Teams of surveyors are facing a race against time to ensure safety in Fife’s cemeteries amid fears a huge number of the region’s headstones are failing routine inspections.
Three groups of dedicated staff are working to assess the 100,000-plus headstones currently erected throughout the kingdom, with £300,000 allocated by Fife Council to the task.
However, The Courier has learned around half of the headstones visited so far have failed their inspections, and workers are having to carry out running repairs and make them safe as they are identified.
Work has just been completed at Dunfermline Cemetery and the focus has now turned to Cupar Cemetery where inspections are being carried out this week.
Where headstones are found to require attention, the survey team say it will make them safe “as sympathetically as possible”.

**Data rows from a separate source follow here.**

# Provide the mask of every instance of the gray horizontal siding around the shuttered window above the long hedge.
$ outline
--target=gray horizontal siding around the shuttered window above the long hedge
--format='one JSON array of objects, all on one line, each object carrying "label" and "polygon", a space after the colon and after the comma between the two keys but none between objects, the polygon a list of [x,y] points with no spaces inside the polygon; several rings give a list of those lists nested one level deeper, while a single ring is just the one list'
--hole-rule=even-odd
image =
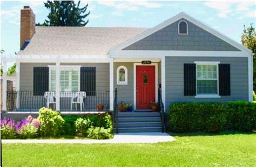
[{"label": "gray horizontal siding around the shuttered window above the long hedge", "polygon": [[[228,57],[166,57],[166,105],[181,101],[234,101],[248,100],[248,59]],[[184,64],[194,61],[220,61],[230,64],[231,96],[221,98],[194,98],[184,96]]]}]

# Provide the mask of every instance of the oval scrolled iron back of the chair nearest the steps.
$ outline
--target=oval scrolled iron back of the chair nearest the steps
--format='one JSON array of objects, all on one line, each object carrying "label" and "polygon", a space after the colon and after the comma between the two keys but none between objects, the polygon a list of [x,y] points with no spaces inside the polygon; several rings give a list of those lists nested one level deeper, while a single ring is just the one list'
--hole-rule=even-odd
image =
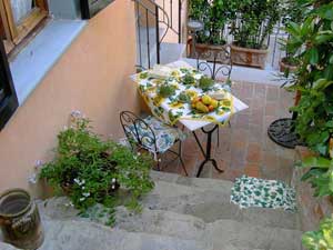
[{"label": "oval scrolled iron back of the chair nearest the steps", "polygon": [[131,111],[120,113],[120,122],[131,147],[158,152],[157,137],[153,129],[140,117]]}]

However, larger memorials may have to be fenced off until specialist contractors have had an opportunity to inspect them.
Liz Murphy, Fife Council’s bereavement services manager, said: “Fife Council has a duty of care to provide a safe environment in each of our 115 cemeteries and churchyards for both the public who visit them and council staff who work there.

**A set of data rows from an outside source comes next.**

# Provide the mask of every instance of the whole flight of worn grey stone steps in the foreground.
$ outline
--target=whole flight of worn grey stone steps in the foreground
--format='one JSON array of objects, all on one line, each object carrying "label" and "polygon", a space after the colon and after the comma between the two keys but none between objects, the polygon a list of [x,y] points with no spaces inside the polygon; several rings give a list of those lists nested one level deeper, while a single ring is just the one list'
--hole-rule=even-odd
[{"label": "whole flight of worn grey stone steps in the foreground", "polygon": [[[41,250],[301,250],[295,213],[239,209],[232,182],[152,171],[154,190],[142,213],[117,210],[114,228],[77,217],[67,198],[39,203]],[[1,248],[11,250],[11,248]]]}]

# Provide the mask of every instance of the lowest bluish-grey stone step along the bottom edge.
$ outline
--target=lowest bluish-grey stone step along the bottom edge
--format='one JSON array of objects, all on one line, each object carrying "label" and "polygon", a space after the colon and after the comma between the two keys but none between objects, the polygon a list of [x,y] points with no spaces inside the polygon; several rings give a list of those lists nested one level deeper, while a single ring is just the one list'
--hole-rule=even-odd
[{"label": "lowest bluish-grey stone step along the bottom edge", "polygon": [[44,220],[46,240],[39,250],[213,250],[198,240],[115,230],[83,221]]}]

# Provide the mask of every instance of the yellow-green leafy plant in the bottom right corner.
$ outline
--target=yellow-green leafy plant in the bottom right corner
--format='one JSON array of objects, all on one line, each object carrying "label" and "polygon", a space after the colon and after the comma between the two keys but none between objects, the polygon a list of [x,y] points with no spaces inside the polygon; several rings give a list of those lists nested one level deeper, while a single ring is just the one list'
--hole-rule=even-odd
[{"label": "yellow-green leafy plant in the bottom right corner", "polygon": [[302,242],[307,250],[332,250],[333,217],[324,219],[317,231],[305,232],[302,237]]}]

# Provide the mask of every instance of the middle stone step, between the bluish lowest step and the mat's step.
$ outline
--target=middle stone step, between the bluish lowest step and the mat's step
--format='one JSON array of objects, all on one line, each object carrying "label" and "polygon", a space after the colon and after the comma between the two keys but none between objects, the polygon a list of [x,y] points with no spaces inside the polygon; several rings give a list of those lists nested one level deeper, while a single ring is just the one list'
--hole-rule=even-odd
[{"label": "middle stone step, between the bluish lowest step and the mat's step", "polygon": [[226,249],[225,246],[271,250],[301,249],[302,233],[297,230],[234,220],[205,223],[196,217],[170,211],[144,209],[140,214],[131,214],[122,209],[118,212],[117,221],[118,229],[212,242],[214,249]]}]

“I would encourage local people who have kin within Cupar cemetery to get in touch so that we can keep them advised of any remedial work required.
“I would also urge members of the public to be respectful in and around cemeteries and to report any concerns regarding cemetery safety to Fife Council.”
The work is being carried out after the tragic death of eight-year-old Ciaran Williamson, who was crushed by a falling tombstone in a Glasgow graveyard in 2015, prompted further examination of the issue.
A young child was injured by an unstable headstone in Inverkeithing Cemetery the following year, hastening the need for the work still further, and the subsequent survey found as many as 60% of stones were likely to be in poor condition and in need of urgent remedial action.